In this article I want to share challenges including their solutions which I encountered with the Azure Application Gateway and Web Application Firewall. This article is more a wiki than a blog post and will be always updated if new things come up.
Table of content
- Application Gateway is in Failed State
- Application Gateway does not respond due to exceeded limits
- Application Gateway does not respond without any changes
Application Gateway is in Failed State
Problem:
The Application Gateway is running proper but is in Failed state.
Cause:
- The last update timed out and then the state appeared as Failed.
Solution:
- You can restore the current configuration by running the following PowerShell script.
- This will just restore the current applied configuration and the state will switch from Failed to Succeeded.
- You can also do this via Azure Resource Graph.
#********* Restore Application Gateway from failed state ********#
#Variables
$Subscription = "Subscription Name of the Application Gateway"
$AppGW_Name = "Name of the Application Gateway"
$AppGW_RG = "Resource Group Name of the Application Gateway"
#Script
Connect-AzAccount
Set-AzContext -Subscription $Subscription
$AppGw = Get-AzApplicationGateway -Name $AppGW_Name -ResourceGroupName $AppGW_RG
Set-AzApplicationGateway -ApplicationGateway $AppGw
Application Gateway does not respond due to exceeded limits
Problem:
During a configuration update on the Application Gateway or Web Application Firewall or also just during the runtime, the Backend Health is unavailable for all resources, no metrics are available in the overview blade, Backend does not respond if you try to reach your published resources.
Cause:
- The memory consumption on the Application Gateway was too high because of passing the Web Application Firewall (WAF) limits.

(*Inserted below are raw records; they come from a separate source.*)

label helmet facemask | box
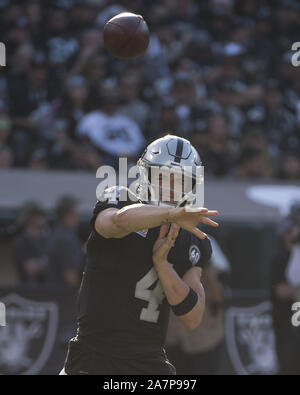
[137,159,204,207]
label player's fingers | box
[201,210,219,217]
[201,217,219,227]
[168,224,180,245]
[158,224,169,240]
[190,228,207,240]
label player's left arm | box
[153,224,205,330]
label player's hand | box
[152,224,180,266]
[169,207,219,240]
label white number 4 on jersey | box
[134,267,165,322]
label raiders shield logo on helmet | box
[0,294,58,375]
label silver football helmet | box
[137,135,204,207]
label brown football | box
[103,12,150,59]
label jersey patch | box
[189,244,201,266]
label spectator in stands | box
[77,82,144,165]
[0,0,300,177]
[200,114,235,176]
[47,196,84,288]
[12,202,49,285]
[278,150,300,181]
[233,148,266,180]
[271,204,300,375]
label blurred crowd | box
[0,0,300,180]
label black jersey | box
[77,188,211,358]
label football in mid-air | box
[103,12,150,59]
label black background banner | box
[0,287,77,375]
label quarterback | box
[61,135,218,375]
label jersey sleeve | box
[189,235,212,267]
[90,187,139,228]
[168,230,212,276]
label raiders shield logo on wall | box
[226,302,278,375]
[0,294,58,375]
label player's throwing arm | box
[95,203,218,240]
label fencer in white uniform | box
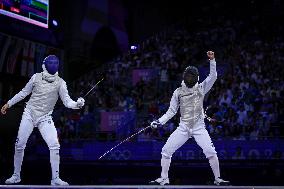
[150,51,229,185]
[1,55,85,185]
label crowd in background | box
[52,16,284,141]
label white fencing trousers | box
[161,120,217,177]
[14,109,60,178]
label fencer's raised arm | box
[156,89,179,125]
[7,74,36,108]
[201,53,217,94]
[59,81,80,109]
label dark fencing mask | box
[183,66,199,88]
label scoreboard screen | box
[0,0,49,28]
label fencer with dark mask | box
[150,51,229,185]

- Due to the memory fragmentation along with logging pressure and scan periodic process the system run out of its memory and crashed.
- The config applied has the Nginx master consumes 22% of the memory. If Microsoft adds other processes as well, the system will have on regular 70% memory consumption and this is before periodic monitoring, logging and other clean up services are running.
- This is putting the system in a place where each modification can fail or high load might lead to the service going down until recovered.
Solution:
- Splitting up the WAF rules to be sure that the limit on the total amount of exclusions is respected.
- Optimize the WAF rules in multiple ways, e.g. combine rules or disable managed rules because of false-positives, to reduce the system load.
- You can find the limit in the Microsoft Documentation.
- Be aware of that in case of WAF-enabled SKUs, the limit is lower then for normal the SKU. This is just documented in the small end notes.
Explanation:
- The WAF Deployment is impacting the Application Gateway because its a part of it.
- Any change to a WAF policy is being deployed to the Application Gateway. So a config change that is done on the WAF policy will result in a config change to the Application Gateway.
- For managed rules, there is no limit as you can only disable them or some of the rules. But the memory footprint is very similar as for custom rules.
- The biggest issue from WAF point of view appears to be the number of exclusion.
- If you apply multiple, e.g 3 WAF rules with the same exclusion to one Listener, it does not count as one, it counts as 3 in regards to the limits on the Application Gateway.
Application Gateway does not respond without any changes
Problem:
The Application Gateway runs in health state but does not respond. All Backends are unavailable, Health Probes are not available, Metrics are not available, Limits are ensured.
Cause:
- There was an increasing memory consumption by the data path process.
- This is caused by memory fragmentation in the WAF’s memory allocation scheme.
Solution
- If you have automated your deployment, delete the Application Gateway and redeploy it to save time. Your service is not available at all so you can restore it. Outage is already there.
- Also open a Microsoft Support ticket and check for the solution.
- They will probably deploy a memory watcher mechanism that periodically checks the memory consumption of the data path and recycles it once it uses over a certain threshold. This helps stabilize the platform in most cases. However, when other processes also use a significant amount of memory, the memory watcher will be unable to bring up a new data path process due to insufficient memory. This will cause the old process to exit without a new process taking its place. When no process is running to serve incoming requests, the end users will be unable to get a response from the client’s service.
Explanation
- This is an issue in the Application Gateway / WAF Backend and not related to you.
- The increasing memory consumption puts high pressure on the underlying operating system and causes instability in all processes running on the same machine.
How do you obtain those CPU and Memory Util graphs? In the Metrics tab, i have the standard documented ones, including “Compute Units” , etc, but would like to see those #s – would they be presented per instance somewhere?